I am writing this, having just returned from the Illumina Scientific Summit (ISS) in Berlin. I don’t know about the rest of the attendees, but I had a brilliant time and learned a lot but also feel very tired. Looking for proverbs to tie into the previous blog post, I was struck by the large number of health-related proverbs and this one is quite appropriate today: “Eat well, drink in moderation, and sleep sound, in these three good health abound.” I think we all ate well, as the food was very good... not sure about the other two though.

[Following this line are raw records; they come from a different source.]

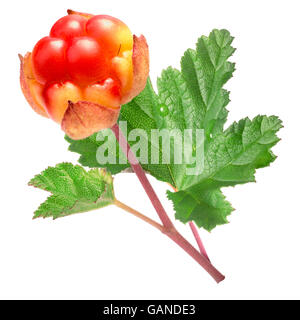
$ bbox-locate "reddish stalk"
[111,124,225,283]
[189,221,210,261]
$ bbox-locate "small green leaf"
[66,29,282,230]
[29,163,115,219]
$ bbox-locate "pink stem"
[189,221,210,261]
[111,124,225,282]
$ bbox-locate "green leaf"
[66,30,281,230]
[167,189,234,231]
[29,163,115,219]
[168,116,282,230]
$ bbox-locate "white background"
[0,0,300,299]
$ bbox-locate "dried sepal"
[19,52,48,118]
[121,35,149,104]
[61,101,120,140]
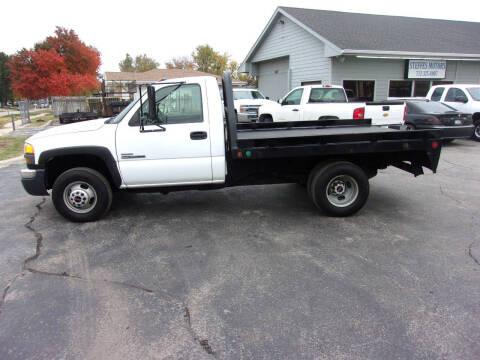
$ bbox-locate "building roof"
[105,69,246,85]
[279,7,480,54]
[240,7,480,71]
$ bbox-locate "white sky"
[0,0,480,72]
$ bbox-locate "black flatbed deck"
[237,126,399,141]
[222,74,441,174]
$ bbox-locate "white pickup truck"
[21,72,441,222]
[233,88,276,122]
[258,85,405,126]
[427,84,480,141]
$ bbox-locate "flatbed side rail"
[233,130,441,175]
[237,119,372,131]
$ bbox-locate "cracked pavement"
[0,140,480,360]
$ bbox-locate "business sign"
[408,60,447,79]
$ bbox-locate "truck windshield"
[233,90,265,100]
[308,88,347,103]
[105,99,139,124]
[467,87,480,101]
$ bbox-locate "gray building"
[239,7,480,100]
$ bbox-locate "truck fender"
[38,146,122,188]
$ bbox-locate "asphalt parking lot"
[0,140,480,360]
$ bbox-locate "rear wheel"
[310,161,369,216]
[52,168,113,222]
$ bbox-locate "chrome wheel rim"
[326,175,359,207]
[63,181,97,214]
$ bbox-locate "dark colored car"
[405,100,474,142]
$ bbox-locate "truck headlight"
[23,143,35,154]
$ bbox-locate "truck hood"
[30,119,108,139]
[235,99,276,106]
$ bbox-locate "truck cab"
[426,84,480,141]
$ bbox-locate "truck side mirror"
[147,85,158,122]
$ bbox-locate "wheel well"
[45,154,115,189]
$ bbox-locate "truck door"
[116,82,212,187]
[278,88,303,121]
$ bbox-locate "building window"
[388,80,412,97]
[413,80,430,97]
[343,80,375,101]
[432,80,453,86]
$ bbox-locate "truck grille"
[243,105,260,120]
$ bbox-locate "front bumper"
[20,169,48,196]
[418,125,475,139]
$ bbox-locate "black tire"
[307,160,335,198]
[472,120,480,141]
[310,161,370,216]
[52,167,113,222]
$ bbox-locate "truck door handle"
[190,131,207,140]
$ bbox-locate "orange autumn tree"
[8,27,100,99]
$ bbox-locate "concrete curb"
[0,155,25,169]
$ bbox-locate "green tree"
[135,54,158,72]
[165,56,195,70]
[0,51,13,105]
[118,53,158,72]
[118,53,135,72]
[192,44,218,74]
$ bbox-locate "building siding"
[250,16,331,89]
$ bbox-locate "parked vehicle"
[233,88,276,122]
[427,84,480,141]
[21,72,441,222]
[405,100,474,142]
[258,85,405,126]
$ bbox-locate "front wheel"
[52,168,113,222]
[472,121,480,141]
[310,161,370,216]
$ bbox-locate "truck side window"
[308,88,347,103]
[431,88,445,101]
[445,88,467,102]
[128,84,203,126]
[282,89,303,105]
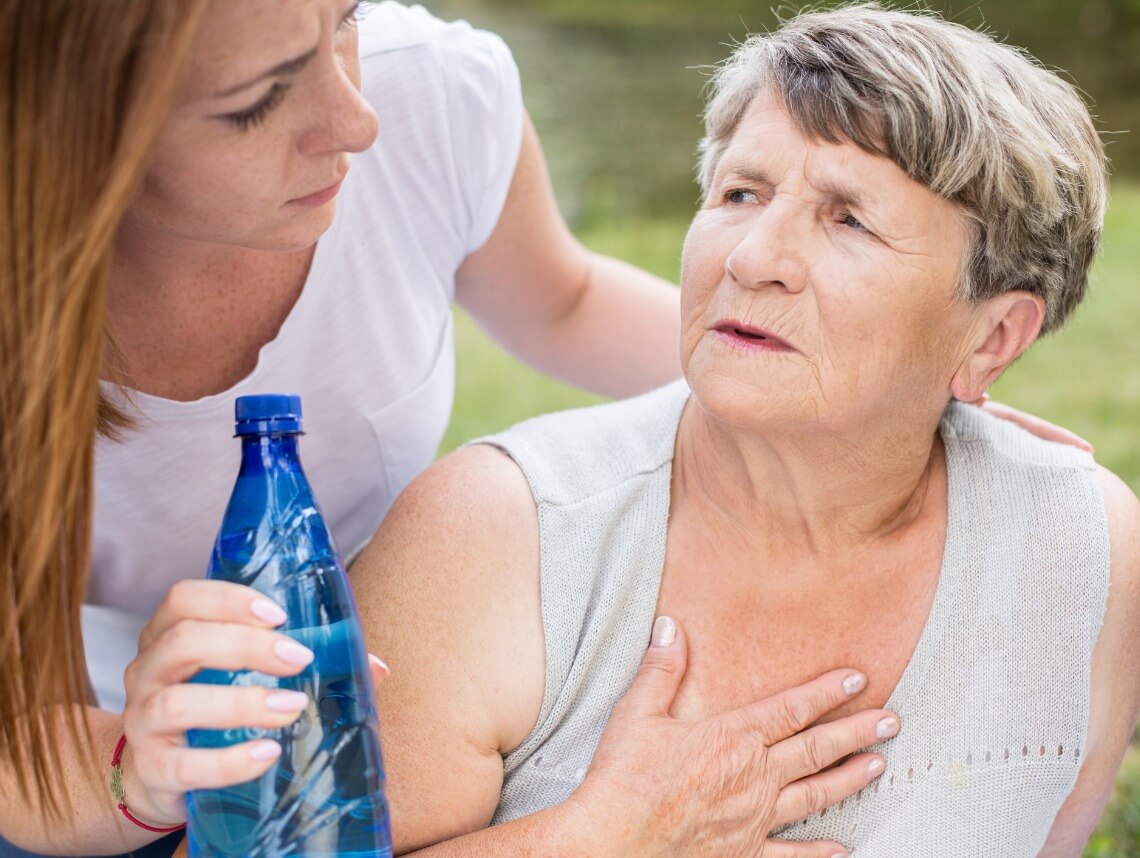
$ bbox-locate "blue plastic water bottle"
[188,394,392,857]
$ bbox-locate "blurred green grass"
[441,182,1140,858]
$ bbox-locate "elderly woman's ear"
[950,292,1045,402]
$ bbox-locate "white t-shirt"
[83,2,523,709]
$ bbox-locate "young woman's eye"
[724,188,760,205]
[226,81,291,131]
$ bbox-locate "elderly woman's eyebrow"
[718,163,876,209]
[213,48,318,98]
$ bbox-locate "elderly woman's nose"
[724,209,807,292]
[300,63,378,155]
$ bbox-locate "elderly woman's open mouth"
[713,319,797,352]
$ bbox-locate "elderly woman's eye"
[336,2,360,30]
[724,188,760,205]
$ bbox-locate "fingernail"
[250,738,282,762]
[874,717,898,738]
[250,599,286,626]
[650,616,677,646]
[844,673,866,697]
[274,640,314,668]
[266,692,309,712]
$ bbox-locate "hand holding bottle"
[122,580,388,826]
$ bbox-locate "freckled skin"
[124,0,376,251]
[105,0,377,400]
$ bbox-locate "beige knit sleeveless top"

This post will focus on the other two sessions that took place during the ISS in Berlin: Genetic Disease and Translational Genomics. Again, some recurrent themes ran through as a number of speakers brought up the prioritization of genes and variants when sequencing. Peter Robinson from the Charite in Berlin spoke about how to limit the list of candidates, as just using predicted variant pathogenicity will not be enough. Peter discussed some of the software tools they and others are developing to address these needs, such as Exomizer and human phenotype ontology. The issue of prioritization also came up in the talk from Philip Rosenstiel (IKMB Kiel). What I found really interesting was not only the amount of exome data presented, but how it linked back to the Microbiology session that I mentioned from the previous day. Dr. Rosenstiel's talk was about the uncurabe Crohn’s disease, and how there has been a sharp rise in incidence, and a large number of associated loci identified. One of the key challenges is understanding the link between host genetics and microbial flora. Dr. Rosenstiel provided some interesting evidence that while the metagenome clearly influences our health, our genome may very well impact the health of our metagenome.

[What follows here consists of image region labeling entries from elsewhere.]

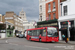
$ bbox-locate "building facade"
[39,0,46,21]
[4,11,23,34]
[58,0,75,41]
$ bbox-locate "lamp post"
[60,3,63,16]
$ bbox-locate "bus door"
[41,29,46,42]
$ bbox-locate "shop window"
[48,4,51,10]
[53,2,55,9]
[63,6,67,16]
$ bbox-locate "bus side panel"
[47,37,59,42]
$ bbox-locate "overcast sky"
[0,0,39,21]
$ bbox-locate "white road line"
[25,45,49,50]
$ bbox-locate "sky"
[0,0,39,21]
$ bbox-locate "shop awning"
[37,19,58,25]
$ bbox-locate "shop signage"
[0,30,6,33]
[5,17,13,19]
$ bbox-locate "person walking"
[62,34,65,40]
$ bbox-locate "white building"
[39,0,46,21]
[19,9,35,30]
[58,0,75,41]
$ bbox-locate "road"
[0,38,75,50]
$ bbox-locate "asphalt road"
[0,38,75,50]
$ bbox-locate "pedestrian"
[62,34,65,40]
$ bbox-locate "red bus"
[26,27,59,42]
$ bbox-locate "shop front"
[37,19,58,27]
[59,20,75,41]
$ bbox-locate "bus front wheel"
[39,38,41,42]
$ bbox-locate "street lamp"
[0,14,2,22]
[60,3,63,16]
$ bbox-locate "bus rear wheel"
[39,38,41,42]
[29,38,31,41]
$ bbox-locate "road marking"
[9,43,18,45]
[25,45,49,50]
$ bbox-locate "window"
[28,30,40,36]
[40,16,42,21]
[63,6,67,16]
[53,13,56,19]
[60,0,67,2]
[40,6,42,11]
[48,4,51,10]
[53,2,55,9]
[49,14,51,20]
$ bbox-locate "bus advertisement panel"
[26,27,59,42]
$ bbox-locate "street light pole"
[60,3,62,16]
[6,19,7,37]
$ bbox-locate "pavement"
[0,37,75,45]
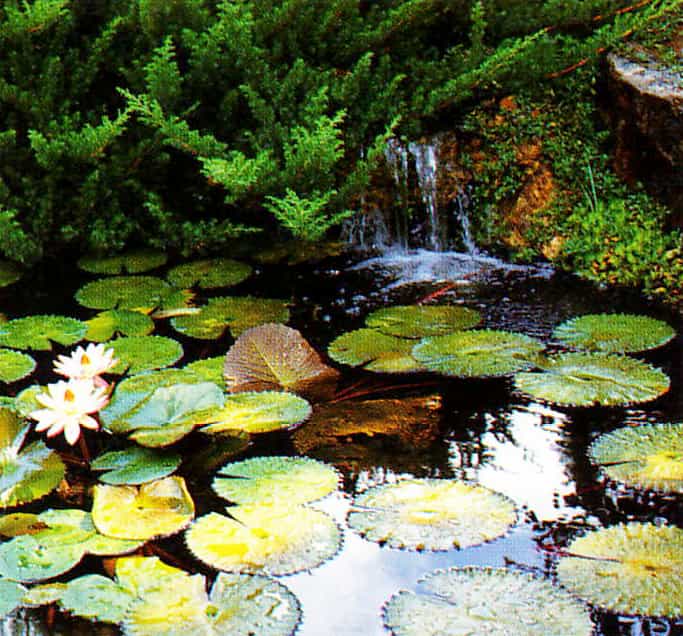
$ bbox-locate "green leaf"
[327,329,424,373]
[85,309,154,342]
[77,249,168,274]
[109,336,183,375]
[201,391,311,433]
[0,315,86,351]
[553,314,676,353]
[557,523,683,618]
[588,423,683,494]
[365,305,481,339]
[515,353,670,406]
[171,296,289,340]
[412,329,543,378]
[348,479,517,550]
[185,503,341,575]
[213,457,340,506]
[92,477,194,541]
[90,446,181,486]
[166,258,252,289]
[383,566,593,636]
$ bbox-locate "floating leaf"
[224,324,338,394]
[515,353,669,406]
[185,503,341,575]
[85,309,154,342]
[0,509,142,582]
[92,477,194,541]
[0,315,86,351]
[348,479,517,550]
[588,423,683,493]
[365,305,481,338]
[77,249,168,274]
[412,329,543,378]
[553,314,676,353]
[75,276,192,313]
[557,523,683,618]
[109,336,183,375]
[171,296,289,340]
[90,446,181,486]
[0,407,65,508]
[166,258,251,289]
[202,391,311,433]
[384,566,593,636]
[213,457,339,506]
[327,329,424,373]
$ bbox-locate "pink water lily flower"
[29,380,108,445]
[54,342,118,386]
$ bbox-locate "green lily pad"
[0,349,36,382]
[553,314,676,353]
[412,329,543,378]
[0,509,142,582]
[588,423,683,493]
[557,523,683,618]
[0,315,86,351]
[348,479,517,550]
[90,446,181,486]
[85,309,154,342]
[213,457,340,506]
[75,276,192,313]
[365,305,481,339]
[166,258,252,289]
[92,477,194,541]
[223,324,339,397]
[515,353,670,406]
[0,407,65,508]
[327,329,424,373]
[383,566,593,636]
[77,249,168,274]
[109,336,183,375]
[171,296,289,340]
[201,391,311,433]
[185,504,341,575]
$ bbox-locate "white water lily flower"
[54,342,118,384]
[29,380,108,445]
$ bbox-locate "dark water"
[0,253,683,636]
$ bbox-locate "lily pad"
[213,457,340,506]
[166,258,252,289]
[201,391,311,433]
[0,407,65,508]
[0,315,86,351]
[348,479,517,550]
[327,329,425,373]
[553,314,676,353]
[412,329,543,378]
[78,249,168,274]
[365,305,481,339]
[588,423,683,493]
[557,523,683,618]
[92,477,194,541]
[75,276,192,313]
[185,503,341,575]
[515,353,670,406]
[384,566,593,636]
[0,509,142,582]
[223,324,339,396]
[90,446,181,486]
[109,336,183,375]
[85,309,154,342]
[171,296,289,340]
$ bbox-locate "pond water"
[2,252,683,636]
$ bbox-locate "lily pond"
[0,249,683,636]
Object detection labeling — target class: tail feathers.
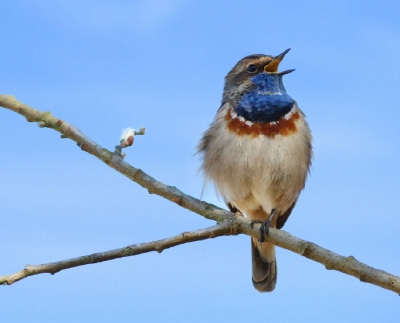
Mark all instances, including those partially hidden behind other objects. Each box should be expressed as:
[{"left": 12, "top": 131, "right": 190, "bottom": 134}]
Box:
[{"left": 251, "top": 238, "right": 278, "bottom": 292}]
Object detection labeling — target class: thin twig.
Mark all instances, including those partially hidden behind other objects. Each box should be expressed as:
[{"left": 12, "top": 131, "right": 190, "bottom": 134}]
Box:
[
  {"left": 0, "top": 95, "right": 400, "bottom": 294},
  {"left": 0, "top": 222, "right": 231, "bottom": 285}
]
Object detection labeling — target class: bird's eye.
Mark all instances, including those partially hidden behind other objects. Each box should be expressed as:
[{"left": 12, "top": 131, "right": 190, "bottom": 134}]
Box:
[{"left": 247, "top": 64, "right": 257, "bottom": 73}]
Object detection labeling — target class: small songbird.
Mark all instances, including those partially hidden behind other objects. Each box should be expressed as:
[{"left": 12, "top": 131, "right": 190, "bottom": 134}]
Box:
[{"left": 198, "top": 49, "right": 312, "bottom": 292}]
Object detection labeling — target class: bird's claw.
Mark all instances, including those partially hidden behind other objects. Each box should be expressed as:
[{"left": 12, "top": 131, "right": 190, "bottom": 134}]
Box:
[
  {"left": 258, "top": 219, "right": 271, "bottom": 242},
  {"left": 250, "top": 219, "right": 271, "bottom": 242}
]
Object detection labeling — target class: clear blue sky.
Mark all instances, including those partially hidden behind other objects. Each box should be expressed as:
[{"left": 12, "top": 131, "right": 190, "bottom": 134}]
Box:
[{"left": 0, "top": 0, "right": 400, "bottom": 322}]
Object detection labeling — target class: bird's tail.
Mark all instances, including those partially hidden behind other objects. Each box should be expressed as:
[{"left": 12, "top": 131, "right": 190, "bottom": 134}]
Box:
[{"left": 251, "top": 238, "right": 278, "bottom": 292}]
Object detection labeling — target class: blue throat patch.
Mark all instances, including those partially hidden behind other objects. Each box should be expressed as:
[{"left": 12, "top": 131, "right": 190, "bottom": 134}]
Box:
[{"left": 235, "top": 73, "right": 294, "bottom": 122}]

There is still so much of our genome that remains to be found. The ENCODE project was set up to find all the functional elements in the genome, and Ian Dunham from the EBI highlighted the sheer scale and potential follow-up experiments of this project. The project was performed by 11 groups, from 50 labs, and had 30 lead principal investigators who generated more than 5 terabases of data within 16,000 files. By segmenting the genome into regions with similar signal over a number of assays, they established that there are 7 major flavours of the genome. A lot of further analysis is ongoing, but a very interesting area is the interaction and the integration of the ENCODE data with all known GWAS project results.
In the Translational Genomics session, Richard Sinke from the University Medical Centre Groningen spoke about targeted panels for the MiSeq that are used in the offering of diagnostics tests. The panels performed very well in their hands without false positives and false negatives, but Dr. Sinke highlighted that the major bottleneck is data analysis, which was echoed by Elia Stupka (San Raffaele Research Hospital in Milan). Elia mentioned that in his group, the ratio of time spent in dry lab to wet lab is 3:1, and that interdisciplinary communication is key. Carsten Bergmann from Bioscientia gave a fascinating talk on spoke on ciliopathies. First described in 1898, cilia were largely ignored. However, there are a large number of syndromes linked to ciliopathies such as Bardet-Biedl and Joubert syndrome. It can be a real challenge to tell the different ciliopathies apart, and diseases like polycystic kidney disease really paved the way for studies of ciliopathies.
A big thank you to all presenters for a great lineup of talks, and to all the delegates who attended the scientific summit!